Gaara, en cambio, agachó la mirada. Sintiendo culpable por tener que rechazar a alguien que estaba al tanto que lo había amado por años… pero no podía comparar ese tiempo con el que había sufrido Hinata por su culpa… definitivamente no podía…
-Gaara, es hora de irnos.
Kankuro se recostó sobre el marco de la puerta con los brazos cruzados sobre su pecho, observando como el Kazekague terminaba de colocar los papeles sobre su escritorio de manera ordenada antes de levantarse de su lugar y seguir a su hermano.
-He oído de Temari que ya has encontrado una esposa… -comentó distraídamente mientras bajaba las escaleras junto con él.
-Si.- respondió este, en cambio, cortante.- Pero no es Matsuri, como has creído todo este tiempo.
Kankuro frunció el seño.
-¿Quién entonces?
Gaara sonrió con amargura.
-Es Hinata… creí que ya te lo habrías imaginado…
Su hermano lo escrutó absorto.
-Bueno… si… pero… ella está en Konoha… -alzó sus ojos al techo, distraído.- Es imposible que le hallas pedido que fuera tu esposa si es que has estado todo el tiempo aquí…
-Ese es el hecho, no he estado aquí desde la madrugada… Naruto ocupó mi lugar y he regresado hace unas horas.- suspiró.- Pero… ya no es lo mismo.
-¿De qué estás hablando?- indagó su hermano con desconfianza.
Gaara negó con la cabeza.
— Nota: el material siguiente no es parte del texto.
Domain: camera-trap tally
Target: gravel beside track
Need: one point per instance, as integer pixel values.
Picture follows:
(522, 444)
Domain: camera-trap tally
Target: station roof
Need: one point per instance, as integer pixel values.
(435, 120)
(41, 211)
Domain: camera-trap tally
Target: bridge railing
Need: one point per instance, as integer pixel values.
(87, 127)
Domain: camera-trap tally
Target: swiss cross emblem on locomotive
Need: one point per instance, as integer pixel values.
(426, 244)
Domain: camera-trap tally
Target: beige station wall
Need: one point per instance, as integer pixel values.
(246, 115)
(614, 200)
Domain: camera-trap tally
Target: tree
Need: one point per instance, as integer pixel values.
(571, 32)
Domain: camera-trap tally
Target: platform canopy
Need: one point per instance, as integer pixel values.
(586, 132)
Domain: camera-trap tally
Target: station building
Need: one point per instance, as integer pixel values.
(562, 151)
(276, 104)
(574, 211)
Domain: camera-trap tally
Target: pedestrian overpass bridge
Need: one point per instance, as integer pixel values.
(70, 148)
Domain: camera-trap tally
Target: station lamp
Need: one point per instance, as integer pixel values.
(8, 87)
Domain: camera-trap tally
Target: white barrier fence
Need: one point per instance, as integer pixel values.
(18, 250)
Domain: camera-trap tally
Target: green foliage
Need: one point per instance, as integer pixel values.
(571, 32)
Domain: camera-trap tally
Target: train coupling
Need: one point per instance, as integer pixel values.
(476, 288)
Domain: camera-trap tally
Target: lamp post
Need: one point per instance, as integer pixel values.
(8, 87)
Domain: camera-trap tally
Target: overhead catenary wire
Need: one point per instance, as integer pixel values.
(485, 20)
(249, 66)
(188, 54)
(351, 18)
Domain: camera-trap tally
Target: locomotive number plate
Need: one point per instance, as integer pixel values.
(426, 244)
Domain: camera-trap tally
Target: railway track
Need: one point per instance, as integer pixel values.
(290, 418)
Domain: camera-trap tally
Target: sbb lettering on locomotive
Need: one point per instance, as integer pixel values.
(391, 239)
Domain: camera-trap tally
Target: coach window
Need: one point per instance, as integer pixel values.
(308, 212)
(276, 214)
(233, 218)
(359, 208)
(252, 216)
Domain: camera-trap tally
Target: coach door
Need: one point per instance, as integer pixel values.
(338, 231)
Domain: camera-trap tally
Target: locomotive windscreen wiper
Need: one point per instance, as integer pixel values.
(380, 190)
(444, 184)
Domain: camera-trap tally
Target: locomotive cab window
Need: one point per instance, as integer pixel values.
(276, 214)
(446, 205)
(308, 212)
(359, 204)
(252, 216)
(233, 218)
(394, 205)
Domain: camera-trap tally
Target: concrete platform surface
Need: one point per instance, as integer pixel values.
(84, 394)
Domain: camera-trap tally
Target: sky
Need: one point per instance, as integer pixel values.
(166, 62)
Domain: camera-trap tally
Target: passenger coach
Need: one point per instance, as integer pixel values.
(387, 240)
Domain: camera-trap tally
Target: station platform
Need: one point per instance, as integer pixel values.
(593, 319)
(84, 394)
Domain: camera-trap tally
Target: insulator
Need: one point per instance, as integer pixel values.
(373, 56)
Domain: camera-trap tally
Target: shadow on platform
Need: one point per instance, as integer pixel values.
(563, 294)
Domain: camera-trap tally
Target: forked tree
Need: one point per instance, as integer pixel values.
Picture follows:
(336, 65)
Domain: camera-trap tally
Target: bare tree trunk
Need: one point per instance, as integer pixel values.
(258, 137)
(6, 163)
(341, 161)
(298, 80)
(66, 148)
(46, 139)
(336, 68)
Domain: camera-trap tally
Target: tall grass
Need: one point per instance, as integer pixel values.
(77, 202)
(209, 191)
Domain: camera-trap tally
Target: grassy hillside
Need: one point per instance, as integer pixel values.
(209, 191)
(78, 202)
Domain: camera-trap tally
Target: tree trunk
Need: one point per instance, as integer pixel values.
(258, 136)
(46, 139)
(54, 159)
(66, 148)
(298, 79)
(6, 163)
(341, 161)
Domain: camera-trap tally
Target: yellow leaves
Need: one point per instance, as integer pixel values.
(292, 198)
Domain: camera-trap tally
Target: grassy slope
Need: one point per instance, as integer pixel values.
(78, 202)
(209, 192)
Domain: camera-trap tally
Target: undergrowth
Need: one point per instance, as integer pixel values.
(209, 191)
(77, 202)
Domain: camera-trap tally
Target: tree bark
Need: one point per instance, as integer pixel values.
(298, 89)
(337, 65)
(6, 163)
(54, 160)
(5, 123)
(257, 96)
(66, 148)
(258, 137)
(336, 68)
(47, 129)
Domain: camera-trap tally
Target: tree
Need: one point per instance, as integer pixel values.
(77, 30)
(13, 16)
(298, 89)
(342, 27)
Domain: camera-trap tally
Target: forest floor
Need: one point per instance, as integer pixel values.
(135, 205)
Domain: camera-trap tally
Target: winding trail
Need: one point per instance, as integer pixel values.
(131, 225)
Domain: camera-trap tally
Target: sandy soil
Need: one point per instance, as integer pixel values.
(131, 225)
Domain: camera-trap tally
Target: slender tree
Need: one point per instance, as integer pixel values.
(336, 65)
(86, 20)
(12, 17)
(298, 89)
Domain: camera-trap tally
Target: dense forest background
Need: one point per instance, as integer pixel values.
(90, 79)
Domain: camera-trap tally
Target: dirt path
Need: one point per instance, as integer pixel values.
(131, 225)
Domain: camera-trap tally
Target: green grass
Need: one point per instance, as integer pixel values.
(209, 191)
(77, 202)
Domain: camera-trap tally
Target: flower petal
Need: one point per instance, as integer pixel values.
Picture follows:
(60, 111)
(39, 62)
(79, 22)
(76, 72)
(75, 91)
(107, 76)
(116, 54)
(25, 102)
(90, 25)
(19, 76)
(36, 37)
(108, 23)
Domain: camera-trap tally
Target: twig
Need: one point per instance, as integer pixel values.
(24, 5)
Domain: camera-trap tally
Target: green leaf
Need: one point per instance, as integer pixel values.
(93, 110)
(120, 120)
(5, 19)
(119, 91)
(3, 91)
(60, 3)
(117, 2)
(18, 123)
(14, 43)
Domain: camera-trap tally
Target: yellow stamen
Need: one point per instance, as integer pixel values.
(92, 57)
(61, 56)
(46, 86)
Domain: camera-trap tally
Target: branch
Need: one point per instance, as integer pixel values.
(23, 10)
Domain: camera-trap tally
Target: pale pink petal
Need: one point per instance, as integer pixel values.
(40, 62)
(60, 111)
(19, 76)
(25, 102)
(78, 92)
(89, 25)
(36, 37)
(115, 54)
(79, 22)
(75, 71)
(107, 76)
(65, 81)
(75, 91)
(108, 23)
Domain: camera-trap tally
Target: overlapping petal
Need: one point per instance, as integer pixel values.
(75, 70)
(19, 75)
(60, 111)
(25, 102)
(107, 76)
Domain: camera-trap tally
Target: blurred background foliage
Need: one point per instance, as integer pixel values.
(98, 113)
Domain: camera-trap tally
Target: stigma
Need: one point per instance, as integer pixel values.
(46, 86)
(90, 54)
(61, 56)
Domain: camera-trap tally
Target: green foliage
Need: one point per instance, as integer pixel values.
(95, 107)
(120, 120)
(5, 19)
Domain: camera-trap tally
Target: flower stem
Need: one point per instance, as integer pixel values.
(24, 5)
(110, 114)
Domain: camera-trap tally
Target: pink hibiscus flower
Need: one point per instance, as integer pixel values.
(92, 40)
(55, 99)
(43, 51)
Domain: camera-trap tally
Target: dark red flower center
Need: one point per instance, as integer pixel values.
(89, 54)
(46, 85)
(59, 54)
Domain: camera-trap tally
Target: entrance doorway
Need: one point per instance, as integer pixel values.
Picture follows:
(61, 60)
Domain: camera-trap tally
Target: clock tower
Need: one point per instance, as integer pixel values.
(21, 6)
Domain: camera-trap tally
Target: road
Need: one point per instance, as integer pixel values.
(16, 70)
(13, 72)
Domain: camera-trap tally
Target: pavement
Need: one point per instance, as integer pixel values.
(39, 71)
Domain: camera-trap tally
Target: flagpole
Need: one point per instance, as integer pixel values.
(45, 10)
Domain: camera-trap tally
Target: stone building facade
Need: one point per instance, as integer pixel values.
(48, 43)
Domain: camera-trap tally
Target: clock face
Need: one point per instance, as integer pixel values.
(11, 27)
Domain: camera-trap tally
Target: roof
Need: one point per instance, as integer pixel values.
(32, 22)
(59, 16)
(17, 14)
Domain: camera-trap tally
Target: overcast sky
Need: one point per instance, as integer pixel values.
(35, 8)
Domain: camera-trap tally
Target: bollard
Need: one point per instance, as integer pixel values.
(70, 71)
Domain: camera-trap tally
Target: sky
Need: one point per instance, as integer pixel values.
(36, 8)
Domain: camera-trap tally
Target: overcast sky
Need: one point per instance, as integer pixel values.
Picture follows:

Se detuvo frente a la puerta que daba a su habitación y le hizo señas a los AMBU en señal de asentimiento y entró por ella con su hermano detrás.
-Velo por ti mismo.
Kankuro entró en la habitación frunciendo el seño, sin comprender que era aquello que estaba ocurriendo. Pero su cuerpo entero se congeló al ver a Hinata reposando inconsciente sobre la cama de su hermano menor, completamente ausente, como si estuviera durmiendo normalmente.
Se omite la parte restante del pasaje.